ISBN 0-00-648023-3 (UK pbk)
novel, urban fantasy, science fiction, geomancy, feng shui, revolution
Followed by a sequel: City on Fire .
"Better than sex, better than drugs, plasm is the solvent of mind and matter once called magic. In the worldwide city of the future, generating plasm is a science, its deployment a technology -- and it's metered at the domestic end. That is, the rich have plenty, the poor next to none. Aiah is a bored clerk with the Plasm Authority until she stumbles upon an unmapped well of the coveted stuff. A thousand Angels of Power sing in Aiah's mind.
"Constantine, Metropolitan in exile, mage and revolutionary, is happy to buy, illegally, all the plasm Aiah has to offer. But he wants more than plasm from Aiah. Along with ambitious wizards, human dolphins, gene twisted avians and a demon living in the plasm mains, Aiah can help Constantine to challenge the Ascended Ones themselves. Unless she burns out." [jacket blurb, UK pbk, 1995]
"Like futuristic steampunk... more than electricity, this far future society uses plasm -- a geomantic energy that can be tapped and channeled. Computers with cumbersome dials and switches, telephony using patchcords and ceramic earphones, recording devices of etched cylinders. The whole planet is a vast urban sprawl living beneath a shield which emits heat and light...

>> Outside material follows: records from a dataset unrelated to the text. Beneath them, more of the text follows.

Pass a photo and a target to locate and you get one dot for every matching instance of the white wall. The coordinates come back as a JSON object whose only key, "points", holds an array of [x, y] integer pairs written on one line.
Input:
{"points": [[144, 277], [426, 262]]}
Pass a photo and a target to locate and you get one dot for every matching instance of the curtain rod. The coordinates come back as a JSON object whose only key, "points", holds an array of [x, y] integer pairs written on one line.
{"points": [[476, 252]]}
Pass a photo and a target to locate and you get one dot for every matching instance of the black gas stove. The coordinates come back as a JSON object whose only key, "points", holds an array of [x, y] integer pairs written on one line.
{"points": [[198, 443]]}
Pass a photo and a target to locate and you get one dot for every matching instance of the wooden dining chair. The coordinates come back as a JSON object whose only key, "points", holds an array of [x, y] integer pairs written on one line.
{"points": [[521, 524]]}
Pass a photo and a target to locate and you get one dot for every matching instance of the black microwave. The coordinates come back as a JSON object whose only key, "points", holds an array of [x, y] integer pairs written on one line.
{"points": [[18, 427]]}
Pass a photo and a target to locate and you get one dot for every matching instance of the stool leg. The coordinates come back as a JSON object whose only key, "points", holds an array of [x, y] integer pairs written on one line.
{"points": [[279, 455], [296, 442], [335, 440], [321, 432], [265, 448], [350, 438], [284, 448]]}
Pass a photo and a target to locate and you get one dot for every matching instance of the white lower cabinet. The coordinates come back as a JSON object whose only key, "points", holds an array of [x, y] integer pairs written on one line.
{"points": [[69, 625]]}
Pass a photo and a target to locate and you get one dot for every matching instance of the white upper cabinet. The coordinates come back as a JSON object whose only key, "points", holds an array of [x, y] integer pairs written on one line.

"Not sure what to make of this book. Somehow I was expecting more. Oh, it's well written, full of interesting detail, and very readable... but what is it trying to say? And what about the shield? I was left with more questions when I finished it than I had two-thirds of the way through. Perhaps the story is too remote, too different, too detached for personal involvement. Then again, perhaps I just need to re-read it." --Henry W.Targowski (in Mark/Space , 22 December 1995).
"Having decided to create an entirely urban fantasy system, I then went to think about magic, and how magic could be derived from an urban setting. I settled on geomancy or feng shui , in which the power is derived from the architecture and the mass of the buildings themselves, and the relationship of the buildings to one another and to the natural terrain." --Walter Jon Williams (in Locus , Issue 428, Vol.37, No.3, September 1996).